In recent years, real-time video communications have been increasingly employed not only by business enterprises of various sizes, but also government, educational, and healthcare institutions, as well as individuals. It is often useful to generate recordings of such real-time video communications that take place between client devices over a network, tracking both the audio and video produced by the respective devices in a single video file. Such recordings of real-time video communications between client devices can serve as valuable resources for reviewing and/or evaluating the level or quality of customer experience, service quality assurance, liability protection, etc., as well as for capturing accurate records of complete video interactions between the client devices.
The generation of recordings of real-time video communications between client devices can be problematic, however, because such real-time video communications typically take place at least in part over public networks such as the Internet, which generally operates as a packet network that employs the transmission control protocol (TCP)/Internet protocol (IP) stack of protocols for packet transmission. In such real-time video communications, the user datagram protocol (UDP) is typically used at the transport layer to deliver video packets at a specified rate. Further, the real-time transport protocol (RTP) is typically used in conjunction with the UDP to handle various functions such as data identification, sequence numbering, time stamping, and/or packet delivery monitoring.

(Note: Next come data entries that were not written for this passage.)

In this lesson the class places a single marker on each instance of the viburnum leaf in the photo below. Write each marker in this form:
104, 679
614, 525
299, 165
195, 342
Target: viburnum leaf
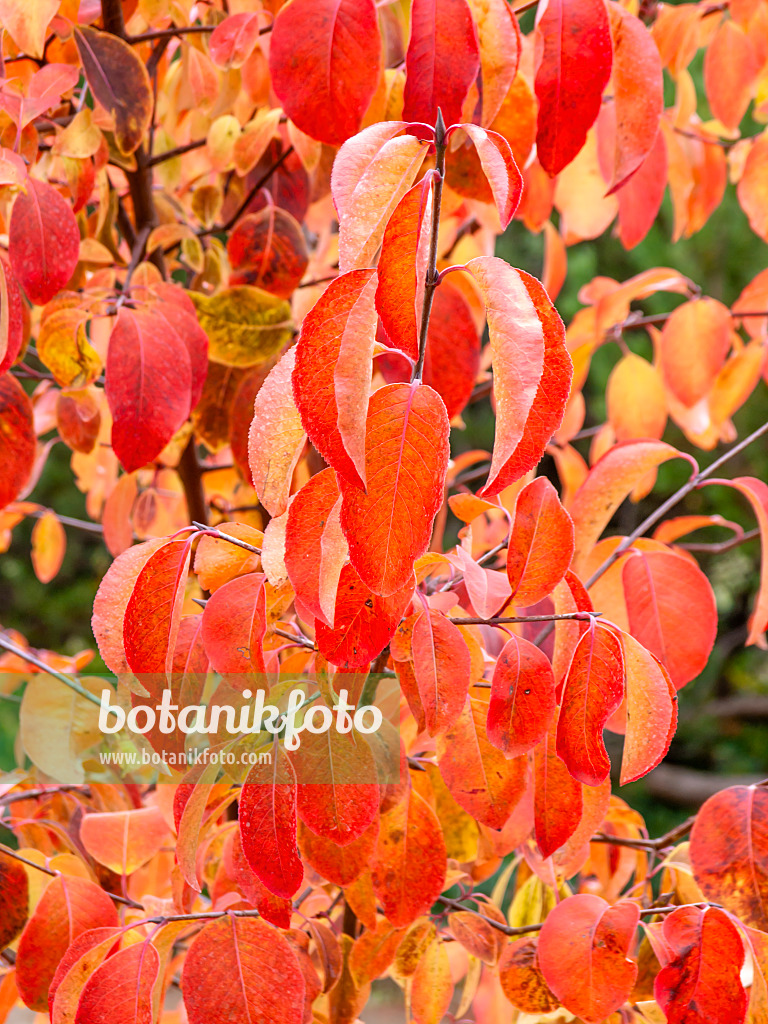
240, 969
729, 852
638, 92
148, 385
541, 543
522, 697
671, 610
267, 824
481, 779
43, 241
233, 629
407, 451
17, 452
441, 668
153, 612
610, 480
499, 167
500, 44
372, 173
576, 64
332, 375
69, 906
315, 548
325, 59
557, 797
593, 690
364, 622
409, 865
402, 267
583, 954
276, 436
700, 984
531, 368
441, 61
119, 80
695, 341
651, 711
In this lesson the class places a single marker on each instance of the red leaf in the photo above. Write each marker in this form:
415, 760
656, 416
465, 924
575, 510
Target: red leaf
154, 610
729, 852
573, 71
441, 667
700, 984
453, 355
268, 251
402, 268
240, 970
315, 549
43, 242
275, 438
233, 628
557, 798
638, 92
499, 167
481, 779
68, 907
148, 385
671, 609
332, 376
342, 800
593, 690
364, 624
407, 454
11, 317
541, 543
324, 58
651, 711
583, 954
17, 452
531, 368
757, 493
522, 697
120, 990
409, 866
442, 60
267, 824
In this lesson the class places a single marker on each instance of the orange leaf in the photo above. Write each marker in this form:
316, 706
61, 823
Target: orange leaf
729, 852
409, 865
593, 690
638, 92
407, 455
583, 951
239, 969
531, 368
69, 906
700, 984
324, 59
481, 779
441, 667
671, 609
576, 62
522, 697
276, 436
48, 546
541, 543
332, 376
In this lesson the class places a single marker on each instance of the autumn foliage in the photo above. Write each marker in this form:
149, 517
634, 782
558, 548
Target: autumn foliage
248, 278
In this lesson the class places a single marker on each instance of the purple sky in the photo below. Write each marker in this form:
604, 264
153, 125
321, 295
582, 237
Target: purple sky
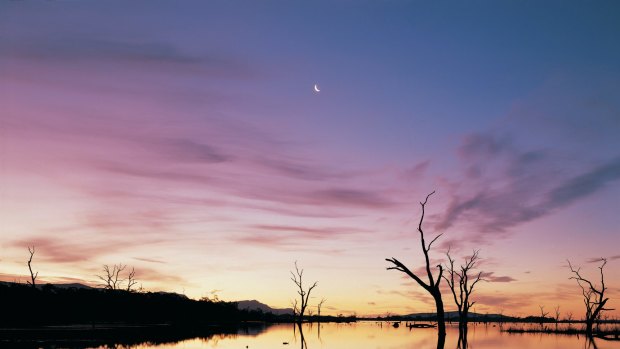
185, 139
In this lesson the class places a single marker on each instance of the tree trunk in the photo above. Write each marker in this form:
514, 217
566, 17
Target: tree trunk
441, 318
463, 318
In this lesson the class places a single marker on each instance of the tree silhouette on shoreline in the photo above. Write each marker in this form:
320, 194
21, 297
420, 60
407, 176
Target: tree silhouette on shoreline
304, 295
594, 297
33, 276
461, 285
432, 286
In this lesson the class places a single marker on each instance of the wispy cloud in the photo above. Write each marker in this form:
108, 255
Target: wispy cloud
491, 277
508, 187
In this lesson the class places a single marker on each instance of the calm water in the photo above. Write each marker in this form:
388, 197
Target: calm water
374, 335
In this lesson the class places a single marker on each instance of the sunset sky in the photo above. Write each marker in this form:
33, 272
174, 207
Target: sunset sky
184, 138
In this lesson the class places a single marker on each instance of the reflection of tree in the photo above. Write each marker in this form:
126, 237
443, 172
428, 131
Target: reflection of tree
441, 340
590, 343
593, 297
462, 342
304, 345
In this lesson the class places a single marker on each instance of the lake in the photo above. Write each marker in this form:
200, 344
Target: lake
372, 335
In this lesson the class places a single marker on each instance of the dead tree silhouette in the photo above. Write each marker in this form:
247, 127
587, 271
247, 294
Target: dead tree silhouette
112, 279
593, 297
319, 306
432, 286
461, 285
131, 280
304, 295
33, 276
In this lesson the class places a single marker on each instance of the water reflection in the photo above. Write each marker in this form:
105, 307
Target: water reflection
361, 335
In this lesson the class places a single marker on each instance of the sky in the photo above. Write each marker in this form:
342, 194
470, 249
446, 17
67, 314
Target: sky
185, 139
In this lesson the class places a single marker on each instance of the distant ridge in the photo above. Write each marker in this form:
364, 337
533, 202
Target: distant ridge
40, 285
256, 305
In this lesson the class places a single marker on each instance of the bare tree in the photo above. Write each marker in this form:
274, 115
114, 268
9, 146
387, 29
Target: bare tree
304, 295
461, 285
131, 280
543, 314
112, 279
319, 306
432, 286
593, 297
33, 276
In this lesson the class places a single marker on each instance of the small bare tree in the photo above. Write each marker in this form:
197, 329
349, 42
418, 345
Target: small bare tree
112, 279
319, 306
131, 280
543, 314
432, 286
593, 297
557, 316
461, 285
304, 295
33, 276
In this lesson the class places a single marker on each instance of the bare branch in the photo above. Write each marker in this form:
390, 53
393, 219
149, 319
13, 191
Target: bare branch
33, 276
304, 295
432, 285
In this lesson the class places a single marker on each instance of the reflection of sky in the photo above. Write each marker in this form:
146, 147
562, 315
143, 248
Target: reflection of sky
371, 335
186, 141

However, using UDP/RTP video packets in real-time video communications has drawbacks because, while the UDP can deliver such UDP/RTP video packets at a specified rate, it generally cannot guarantee lossless delivery of the video packets. This can pose a problem for the generation of recordings of such real-time video communications because video players or other devices that attempt to decode encoded video frame data from video files containing such recordings may crash if the encoded video frame data has one or more missing video packets.
It would therefore be desirable to have improved systems and methods of video decoding and recording in real-time video communications in lossy network environments.